Es gab keine Monarchie in Europa, in der sich Adel und Geistlichkeit nicht besonderer politischer Privilegien erfreuten. So konnte in Frankreich kein vom König erlassenes Gesetz Rechtskraft erlangen, dem das Obergericht (parlement) von Paris, in dem ausschließlich Richter aus dem Adelsstande saßen, die Zustimmung verweigerte. Auch gab es die Ständeversammlung, die Generalstände (Geistlichkeit, Adel, Bürger und Bauern), in denen die beiden ersten Stände gegenüber dem dritten das Übergewicht hatten und die nach altem Herkommen berufen wurden, wenn die Krone neue Steuern erheben wollte; das war freilich seit 1614 nicht mehr geschehen.
Kampf gegen den Absolutismus
In England hatte sich aus dem Steuerbewilligungsrecht der ständischen Volksvertretung in den Revolutionen des 17. Jahrhunderts eine Staatsform entwickelt, in der das vom Adel beherrschte Parlament Gesetze erließ sowie die Einnahmen und Ausgaben des Staates festlegte (Budgetrecht) und die Krone die Außenpolitik und Zentralverwaltung besorgte. Als das Parlament im 18. Jahrhundert die Macht gewann, den König zur Entlassung missliebiger Minister zu zwingen, war die Regierungsform der parlamentarischen Monarchie entstanden, in der auch die Regierungen vom politischen Willen des Parlaments abhingen.

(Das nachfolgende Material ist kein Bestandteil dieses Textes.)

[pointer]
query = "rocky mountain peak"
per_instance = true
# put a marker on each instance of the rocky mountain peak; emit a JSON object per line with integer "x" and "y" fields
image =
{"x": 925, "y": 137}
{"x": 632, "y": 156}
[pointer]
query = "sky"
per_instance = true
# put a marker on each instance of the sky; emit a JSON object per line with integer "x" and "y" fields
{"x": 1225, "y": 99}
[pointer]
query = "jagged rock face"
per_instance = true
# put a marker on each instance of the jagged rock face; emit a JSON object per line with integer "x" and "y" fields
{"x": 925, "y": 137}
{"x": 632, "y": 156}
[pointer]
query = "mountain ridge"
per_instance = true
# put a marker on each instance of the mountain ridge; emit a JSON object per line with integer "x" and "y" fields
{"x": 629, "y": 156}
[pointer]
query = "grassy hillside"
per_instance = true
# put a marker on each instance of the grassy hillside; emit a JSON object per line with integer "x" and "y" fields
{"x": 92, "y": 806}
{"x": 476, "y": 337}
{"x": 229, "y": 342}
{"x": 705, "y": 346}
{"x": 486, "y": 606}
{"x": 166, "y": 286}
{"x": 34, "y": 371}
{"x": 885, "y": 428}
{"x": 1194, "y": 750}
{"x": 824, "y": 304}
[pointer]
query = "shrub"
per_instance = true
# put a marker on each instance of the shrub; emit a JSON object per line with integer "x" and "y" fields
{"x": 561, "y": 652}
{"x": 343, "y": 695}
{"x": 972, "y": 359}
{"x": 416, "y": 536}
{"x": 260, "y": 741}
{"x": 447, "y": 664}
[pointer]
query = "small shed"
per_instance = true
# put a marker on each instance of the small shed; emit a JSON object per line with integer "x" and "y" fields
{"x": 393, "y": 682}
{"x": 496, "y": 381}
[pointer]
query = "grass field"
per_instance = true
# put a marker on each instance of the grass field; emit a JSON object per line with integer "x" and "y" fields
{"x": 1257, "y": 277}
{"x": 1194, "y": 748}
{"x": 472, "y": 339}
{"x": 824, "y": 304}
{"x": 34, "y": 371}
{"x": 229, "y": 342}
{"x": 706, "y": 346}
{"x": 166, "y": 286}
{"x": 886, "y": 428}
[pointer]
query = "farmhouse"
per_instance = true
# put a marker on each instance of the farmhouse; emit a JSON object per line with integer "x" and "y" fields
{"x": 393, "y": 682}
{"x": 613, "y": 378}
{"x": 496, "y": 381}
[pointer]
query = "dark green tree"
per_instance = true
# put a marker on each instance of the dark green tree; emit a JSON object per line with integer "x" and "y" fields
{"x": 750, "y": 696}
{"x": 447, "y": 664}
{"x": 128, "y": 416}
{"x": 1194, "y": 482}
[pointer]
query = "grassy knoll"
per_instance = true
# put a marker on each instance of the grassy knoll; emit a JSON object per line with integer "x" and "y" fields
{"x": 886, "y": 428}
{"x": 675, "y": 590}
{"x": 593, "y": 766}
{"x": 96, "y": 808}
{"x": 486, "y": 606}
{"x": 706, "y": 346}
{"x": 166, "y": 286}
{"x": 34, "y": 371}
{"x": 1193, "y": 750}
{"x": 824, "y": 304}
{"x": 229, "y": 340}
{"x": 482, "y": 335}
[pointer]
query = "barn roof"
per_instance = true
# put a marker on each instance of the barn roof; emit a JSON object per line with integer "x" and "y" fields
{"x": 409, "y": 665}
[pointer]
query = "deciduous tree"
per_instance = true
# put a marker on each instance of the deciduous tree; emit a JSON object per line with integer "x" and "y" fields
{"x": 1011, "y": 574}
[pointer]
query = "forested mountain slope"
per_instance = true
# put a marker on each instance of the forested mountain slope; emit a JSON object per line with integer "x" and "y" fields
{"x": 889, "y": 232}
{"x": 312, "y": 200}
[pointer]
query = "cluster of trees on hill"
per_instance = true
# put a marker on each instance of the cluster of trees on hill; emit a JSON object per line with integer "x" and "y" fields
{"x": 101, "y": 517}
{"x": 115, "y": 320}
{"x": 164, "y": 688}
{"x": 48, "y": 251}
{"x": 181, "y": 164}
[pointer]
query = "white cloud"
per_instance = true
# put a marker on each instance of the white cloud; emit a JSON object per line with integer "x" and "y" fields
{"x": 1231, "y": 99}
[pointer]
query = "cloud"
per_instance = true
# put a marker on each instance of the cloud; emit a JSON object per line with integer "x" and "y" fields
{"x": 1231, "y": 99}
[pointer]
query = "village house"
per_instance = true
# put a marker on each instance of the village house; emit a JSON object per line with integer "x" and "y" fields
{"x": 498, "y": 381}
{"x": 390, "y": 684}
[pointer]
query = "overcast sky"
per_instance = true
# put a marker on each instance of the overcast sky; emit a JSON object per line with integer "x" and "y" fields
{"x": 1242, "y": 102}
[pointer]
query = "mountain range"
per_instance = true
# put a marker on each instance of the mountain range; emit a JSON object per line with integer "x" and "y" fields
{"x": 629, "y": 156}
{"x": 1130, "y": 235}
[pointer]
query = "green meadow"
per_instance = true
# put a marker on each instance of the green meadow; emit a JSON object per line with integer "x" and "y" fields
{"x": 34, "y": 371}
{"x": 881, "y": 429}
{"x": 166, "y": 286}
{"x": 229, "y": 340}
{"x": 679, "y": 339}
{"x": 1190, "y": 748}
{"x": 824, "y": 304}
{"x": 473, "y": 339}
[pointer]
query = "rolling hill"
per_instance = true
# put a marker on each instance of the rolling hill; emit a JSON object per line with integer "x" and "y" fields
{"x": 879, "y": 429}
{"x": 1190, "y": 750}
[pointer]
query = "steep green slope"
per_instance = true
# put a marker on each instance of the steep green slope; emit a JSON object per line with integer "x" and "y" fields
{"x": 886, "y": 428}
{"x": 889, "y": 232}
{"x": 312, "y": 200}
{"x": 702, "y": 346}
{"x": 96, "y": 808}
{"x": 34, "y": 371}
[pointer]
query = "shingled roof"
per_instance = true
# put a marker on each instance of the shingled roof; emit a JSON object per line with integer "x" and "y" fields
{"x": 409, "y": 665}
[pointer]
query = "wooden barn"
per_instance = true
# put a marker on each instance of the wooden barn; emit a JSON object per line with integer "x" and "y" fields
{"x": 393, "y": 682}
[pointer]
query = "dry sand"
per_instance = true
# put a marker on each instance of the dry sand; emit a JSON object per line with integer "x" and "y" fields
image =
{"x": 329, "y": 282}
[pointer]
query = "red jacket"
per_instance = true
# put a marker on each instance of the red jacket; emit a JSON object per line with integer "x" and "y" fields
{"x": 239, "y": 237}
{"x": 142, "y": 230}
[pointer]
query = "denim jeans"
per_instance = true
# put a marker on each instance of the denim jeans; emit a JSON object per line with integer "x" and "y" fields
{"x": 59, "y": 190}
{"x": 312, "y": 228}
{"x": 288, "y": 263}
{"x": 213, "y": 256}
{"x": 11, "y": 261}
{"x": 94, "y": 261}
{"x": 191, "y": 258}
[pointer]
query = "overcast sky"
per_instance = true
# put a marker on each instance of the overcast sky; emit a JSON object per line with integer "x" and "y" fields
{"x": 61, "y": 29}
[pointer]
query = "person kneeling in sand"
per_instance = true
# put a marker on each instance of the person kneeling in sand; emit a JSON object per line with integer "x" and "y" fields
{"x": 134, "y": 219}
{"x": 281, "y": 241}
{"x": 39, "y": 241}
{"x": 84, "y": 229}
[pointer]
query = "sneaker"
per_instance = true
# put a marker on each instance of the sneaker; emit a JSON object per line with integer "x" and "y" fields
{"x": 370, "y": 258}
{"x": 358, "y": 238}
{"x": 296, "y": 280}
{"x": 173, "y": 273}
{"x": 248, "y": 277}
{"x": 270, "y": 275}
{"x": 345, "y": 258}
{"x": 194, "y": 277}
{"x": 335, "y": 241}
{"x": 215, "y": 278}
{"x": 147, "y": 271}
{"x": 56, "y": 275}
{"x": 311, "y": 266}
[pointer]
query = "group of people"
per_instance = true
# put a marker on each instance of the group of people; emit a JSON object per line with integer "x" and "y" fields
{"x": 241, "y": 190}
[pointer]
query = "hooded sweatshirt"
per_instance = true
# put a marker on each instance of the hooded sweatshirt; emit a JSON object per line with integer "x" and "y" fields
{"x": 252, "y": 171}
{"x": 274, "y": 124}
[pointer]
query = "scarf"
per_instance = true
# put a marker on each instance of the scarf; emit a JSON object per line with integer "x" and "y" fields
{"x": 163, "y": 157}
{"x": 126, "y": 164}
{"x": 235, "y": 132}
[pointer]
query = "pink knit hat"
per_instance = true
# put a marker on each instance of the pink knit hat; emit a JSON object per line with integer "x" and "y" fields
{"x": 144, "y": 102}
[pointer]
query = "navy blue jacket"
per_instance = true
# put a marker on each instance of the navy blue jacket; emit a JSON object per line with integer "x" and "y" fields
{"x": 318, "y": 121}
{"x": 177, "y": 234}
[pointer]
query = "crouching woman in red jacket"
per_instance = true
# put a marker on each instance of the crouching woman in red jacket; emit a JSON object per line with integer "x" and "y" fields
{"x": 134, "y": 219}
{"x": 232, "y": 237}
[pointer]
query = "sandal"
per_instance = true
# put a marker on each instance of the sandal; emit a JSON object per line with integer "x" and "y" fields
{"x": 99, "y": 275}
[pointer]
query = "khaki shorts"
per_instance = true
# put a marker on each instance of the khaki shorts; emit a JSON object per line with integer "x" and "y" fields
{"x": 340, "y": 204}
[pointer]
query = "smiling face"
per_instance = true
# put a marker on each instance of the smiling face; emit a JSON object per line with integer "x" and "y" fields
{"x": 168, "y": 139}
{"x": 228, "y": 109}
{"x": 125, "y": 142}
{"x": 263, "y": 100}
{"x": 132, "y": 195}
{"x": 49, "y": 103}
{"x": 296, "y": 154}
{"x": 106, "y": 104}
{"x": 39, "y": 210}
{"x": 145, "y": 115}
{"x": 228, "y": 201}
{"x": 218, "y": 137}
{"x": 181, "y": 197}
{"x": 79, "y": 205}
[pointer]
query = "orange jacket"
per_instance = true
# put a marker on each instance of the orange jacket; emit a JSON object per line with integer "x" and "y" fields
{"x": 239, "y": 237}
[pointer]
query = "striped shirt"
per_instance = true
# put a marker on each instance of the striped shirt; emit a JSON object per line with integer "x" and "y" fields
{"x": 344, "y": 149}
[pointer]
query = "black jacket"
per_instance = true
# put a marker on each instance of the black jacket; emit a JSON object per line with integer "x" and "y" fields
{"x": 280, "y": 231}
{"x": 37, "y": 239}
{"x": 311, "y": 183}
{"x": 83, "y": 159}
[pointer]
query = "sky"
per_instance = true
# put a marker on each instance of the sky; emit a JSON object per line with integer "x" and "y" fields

Diese Verfassung erschien den Staatsphilosophen der Aufklärung als die gelungene Verwirklichung eines vernünftigen Staates. Vernünftig, weil - nach der Meinung des englischen Philosophen John Locke - nicht die Willkür des Herrschers, sondern das wohlverstandene Interesse der Regierten an der Sicherung ihres Eigentums den Maßstab der Staatstätigkeit bildete und den Regierten das Recht zustand, einen dem Willen und den Interessen des Volkes zuwiderhandelnden König abzusetzen und die Regierungsgewalt an sich zu ziehen. Damit war die Idee der Volkssouveränität in die Staatslehre aufgenommen. Auch der französische Philosoph Montesquieu richtete sich nach dem englischen Modell, als er seine Lehre von der Gewaltenteilung entwickelte: die Aufteilung der Staatsmacht in eine gesetzgebende (Legislative), ausführende (Exekutive) und rechtssprechende Gewalt (Jurisdiktion) galt ihm als die beste Garantie gegen den Missbrauch der politischen Macht, weil sie dafür sorgte, dass sich die Träger der Staatsmacht gegenseitig kontrollierten.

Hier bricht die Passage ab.